Le syndrome de l'immunodéficience acquise, plus connu sous son acronyme sida, est le nom donné à un ensemble de symptômes consécutifs à la destruction de plusieurs cellules du système immunitaire par le virus de l'immunodéficience humaine (VIH). Le sida est le dernier stade de la séropositivité au VIH, qui entraîne en quelques années la mort du malade des suites de maladies opportunistes.
Depuis le début de la pandémie, trois modes de transmission ont été observés :
- par voie sexuelle : qui est le principal et dont la meilleure protection est le préservatif
- par voie sanguine : qui concerne particulièrement les usagers de drogues injectables, les hémophiles, les transfusés et les professionnels de la santé
- de la mère à l'enfant : qui peut survenir in utero dans les dernières semaines de la grossesse, au moment de l'accouchement et de l'allaitement
Il n'existe aucun vaccin permettant d'éradiquer la maladie et les traitements antiviraux disponibles actuellement (mai 2007), bien qu'ayant une certaine efficacité, ne permettent aucune guérison à l'heure actuelle (mai 2007). Seul la prolifération du VIH au sein de l'organisme est ralentie, retardant ainsi la venue du stade "sida".
Cette situation privilégiée d'accès aux traitements ne concerne que les pays développés qui peuvent assurer la prise en charge financière de ces thérapeutiques. Dans les pays en développement, plus de 95 % des patients (soit environ 40 millions de personnes) ne bénéficient aujourd'hui d'aucun traitement efficace. C'est pour cette raison que l'ONU à travers son programme ONUSIDA a fait de la lutte contre le sida une de ses priorités.
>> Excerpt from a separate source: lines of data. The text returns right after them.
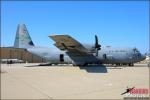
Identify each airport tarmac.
[1,64,149,99]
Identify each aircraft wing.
[49,35,91,56]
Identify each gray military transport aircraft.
[14,24,145,66]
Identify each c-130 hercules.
[14,24,145,66]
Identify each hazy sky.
[1,1,149,53]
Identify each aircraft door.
[60,54,64,62]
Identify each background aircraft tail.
[14,24,34,48]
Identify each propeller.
[95,35,101,56]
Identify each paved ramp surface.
[1,64,149,99]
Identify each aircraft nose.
[141,55,146,60]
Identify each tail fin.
[14,24,34,48]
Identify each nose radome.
[142,55,146,60]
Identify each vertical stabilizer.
[14,24,34,48]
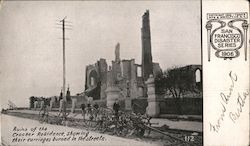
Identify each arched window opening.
[195,69,201,83]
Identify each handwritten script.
[12,127,107,144]
[210,71,249,133]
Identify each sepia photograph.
[0,0,203,146]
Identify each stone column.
[49,97,55,111]
[125,81,132,110]
[106,86,120,109]
[146,74,160,117]
[59,99,63,112]
[71,98,77,113]
[34,101,38,110]
[40,100,44,109]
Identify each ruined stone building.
[84,10,162,100]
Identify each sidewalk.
[9,110,202,132]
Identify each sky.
[0,0,201,107]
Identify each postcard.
[0,0,250,146]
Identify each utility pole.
[62,17,66,101]
[57,16,72,118]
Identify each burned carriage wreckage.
[30,10,202,144]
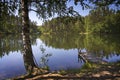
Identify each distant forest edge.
[39,7,120,34]
[0,7,120,34]
[0,14,37,33]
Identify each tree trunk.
[21,0,32,54]
[21,0,36,72]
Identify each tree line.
[39,6,120,34]
[0,15,37,33]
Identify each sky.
[29,1,90,25]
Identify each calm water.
[0,34,120,79]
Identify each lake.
[0,34,120,79]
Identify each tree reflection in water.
[16,34,51,79]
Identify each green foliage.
[40,16,85,33]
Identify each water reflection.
[0,34,120,79]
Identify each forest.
[0,14,37,33]
[39,7,120,34]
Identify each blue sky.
[29,1,90,25]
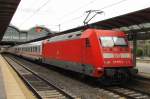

Lors d'une relation sexuelle, seuls les préservatifs, qu'ils soient masculins ou féminins, protègent du VIH et des principales infections sexuellement transmissibles. Ils doivent être utilisés lors de tout rapport sexuel avec pénétration (quelle soit vaginale, anale ou buccale), avec un partenaire séropositif ou dont le statut sérologique est inconnu.
Préservatif masculin
Préservatif masculin
- Le préservatif masculin : La condition pour son efficacité est qu'il soit utilisé correctement à chaque rapport. Les lubrifiants à base de corps gras, comme la vaseline, des pommades ou des crèmes, voire du beurre, doivent être proscrits car ils fragilisent les préservatifs en latex et les rendent poreux. Il faut leur préférer des lubrifiants à base d'eau. Il est préférable d'utiliser un préservatif non lubrifié pour la fellation. Il est par ailleurs indispensable de vérifier sur la pochette du préservatif l'inscription de la date de péremption et d'une norme reconnue (CE-EN 600 pour l'Union européenne).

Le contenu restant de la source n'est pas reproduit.